Disbud kembangkan desa budaya menjaga tradisi

id kembangkan desa budaya,disbud gunung kidul

Disbud kembangkan desa budaya menjaga tradisi

Festival Kampung Wisata budaya, dok (Foto ANTARA/Isroviana/agas)

Gunung Kidul (Antaranews Jogja) - Dinas Kebudayaan Kabupaten Gunung Kidul, Daerah Istimewa Yogyakarta, mengembangkan desa budaya untuk menjaga tradisi dan khasasanah budaya yang ada agar bisa terjaga dengan baik.

"Tahun ini, di Gunung Kidul ada 15 desa budaya dan 14 desa rintisan budaya, dan satu kantong budaya tahun ini," kata Kepala Dinas Kebudayaan Gunung Kidul Agus Kamtono di Gunung Kidul, Selasa.

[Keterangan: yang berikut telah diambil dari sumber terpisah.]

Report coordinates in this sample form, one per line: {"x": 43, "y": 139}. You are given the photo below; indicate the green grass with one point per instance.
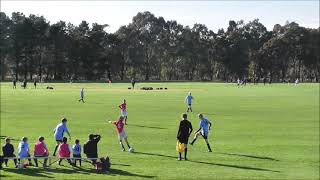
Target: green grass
{"x": 260, "y": 132}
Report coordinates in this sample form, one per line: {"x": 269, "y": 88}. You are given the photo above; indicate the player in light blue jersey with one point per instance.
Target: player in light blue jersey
{"x": 205, "y": 126}
{"x": 189, "y": 100}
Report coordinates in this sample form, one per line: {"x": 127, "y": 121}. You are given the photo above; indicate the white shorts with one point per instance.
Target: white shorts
{"x": 123, "y": 113}
{"x": 122, "y": 135}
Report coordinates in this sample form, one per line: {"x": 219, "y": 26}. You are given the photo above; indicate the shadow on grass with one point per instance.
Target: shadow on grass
{"x": 208, "y": 163}
{"x": 152, "y": 127}
{"x": 50, "y": 172}
{"x": 250, "y": 156}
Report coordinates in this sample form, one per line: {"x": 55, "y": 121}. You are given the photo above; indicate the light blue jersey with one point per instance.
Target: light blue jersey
{"x": 189, "y": 99}
{"x": 59, "y": 131}
{"x": 204, "y": 125}
{"x": 76, "y": 149}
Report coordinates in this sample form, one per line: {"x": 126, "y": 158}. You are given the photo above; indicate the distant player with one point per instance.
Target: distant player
{"x": 58, "y": 133}
{"x": 185, "y": 129}
{"x": 121, "y": 133}
{"x": 133, "y": 82}
{"x": 296, "y": 82}
{"x": 205, "y": 126}
{"x": 14, "y": 82}
{"x": 189, "y": 100}
{"x": 123, "y": 111}
{"x": 81, "y": 95}
{"x": 35, "y": 84}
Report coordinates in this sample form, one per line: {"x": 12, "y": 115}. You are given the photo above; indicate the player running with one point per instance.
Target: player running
{"x": 205, "y": 126}
{"x": 58, "y": 133}
{"x": 123, "y": 111}
{"x": 189, "y": 100}
{"x": 185, "y": 129}
{"x": 81, "y": 95}
{"x": 121, "y": 133}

Ia mengatakan nantinya kantong budaya dan rintisan akan naik jika sudah dilakukan evaluasi. Untuk masuk ke ke desa budaya harus memenuhi beberapa persyaratan di antaranya segi arsitektur, banggunan Jawa harus ada, kedua kuliner khas dari tempat atau daerah tersebut harus ada, lalu adat istiadat, mainan tradisional masih ada, dan juga kesenian.

"Budaya harus tetap terjaga di daerah tersebut, misalnya daur hidup mulai adat," katanya.

Agus mengatakan rintisan desa budaya dan kantong budaya yang tingkatnya di bawah desa budaya menjadi kewenangan Dinas Kebudayaan di kabupaten. Disbud juga akan membuat buku panduan mengenai tata cara tradisional.

"Untuk Desa budaya juga akan didukung, salah satunya dengan bantuan gamelan, selain program atau kegiatan," katanya.

Ketua Dewan Kebudayaan Gunung Kidul CB Supriyanto mengatakan sebanyak 15 desa budaya di Kabupaten Gunung Kidul didampingi 24 pendamping dari provinsi.

"Adapun kendala teknis, pendamping terkadang sibuk dengan aktivitas lain," katanya.

Oa mengatakan saat ini dari 144 desa yang ada di Gunung Kidul udah ada 15 desa yang masuk kategori desa budaya. Untuk rintisan ada 14 rintisan desa budaya, dan 115 masuk kantong desa budaya.?

Adapun desa budaya, harus dilandasi kegiatan tradisi yang sudah ada dan dilakukan turun temurun mulai dari kesenian dan permainana tradisional, kegiatan bahasa sastra dan aksara, kerajinan industri kuliner dan obat tradisional, arsitektur bangunan dan warisan budaya.

"Desa budaya harus dilandasi budaya minimal ada lima adat dan tradisi," katanya.

Ia? mencontohkan setiap desa masih mempertahankan tradisi siklus hidup, mulai upacara-upacara kehamilan, yaitu upacara mitoni (7 bulanan), upacara Mmndhem Aai-ari (plasenta), upacara brokohan (menyambut warga baru/ bayi baru), upacara puputan atau dhautan (copotnya tali pusar), upacara aepasaran (bayi sudah berusia 5 hari) hingga selapanan (bayi berusia 35 hari).

"Tradisi kematian itu ya tujuh hari hingga seribu hari," bebernya.

Dia mengatakan meski penduduk di dalam desa budaya ada yang tak melaksanakan kegiatan tersebut tidak boleh dipaksakan. Kegaiatan budaya ini sudah diatur dalam Perda Istimewa.

"Ditegaskan kembali, jika tradisi budaya itu berbeda dengan agama. Agama baru hadir sekitar abad ke 7, sementara tradisi sudah sejak nenek moyang," imbuh dia.